Arizona's 'fake electors' case faces first roadblock

Democratic Attorney General Kris Mayes' "fake electors" prosecution faces a legal hurdle: A law that Republican state legislators amended two years ago with the specific goal of shutting it down. 

We know that, because that's what the two Republican leaders of the Legislature said in a 23-page "friend of the court" brief filed in late July.

"The Legislature was keenly cognizant of the burgeoning threat posed by politically motivated prosecutions," according to Senate President Warren Petersen and House Speaker Ben Toma. 

"The indictment in this case presents precisely the concerns that animated the 2022 amendments."

The law was updated just 18 months after Trump allies tried to overturn election results in several states, including Arizona.  

The "politically motivated prosecutions" were being brought at the time by the U.S. Department of Justice against the Jan. 6 rioters. 

While not mentioned in the brief, the fake electors in Arizona were also a potential target for prosecutors. 

The statute - a so-called anti-SLAPP law - is designed to stifle politically motivated prosecutions of free speech. 

The Arizona law is being tested for the first time in the high-stakes fake electors case.

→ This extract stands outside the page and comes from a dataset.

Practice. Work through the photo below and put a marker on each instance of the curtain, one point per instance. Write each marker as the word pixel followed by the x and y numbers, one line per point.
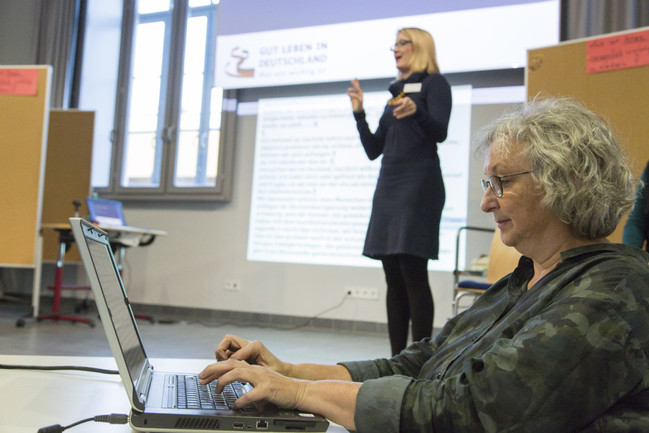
pixel 59 24
pixel 584 18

Maricopa County Superior Court Judge Bruce Cohen wrestled with attorneys' hypotheticals involving the anti-SLAPP law during 13 hours of courtroom arguments last week on two defense motions to dismiss the case.

The questions often turned on whether the law would allow guilty people to go free if the alleged criminal acts were protected as political speech.

"The relief potentially granted is extraordinary," Cohen told one defense attorney. 

"The goal is not to allow guilty people to be free. It's to prioritize the Constitution for all over the impact on one."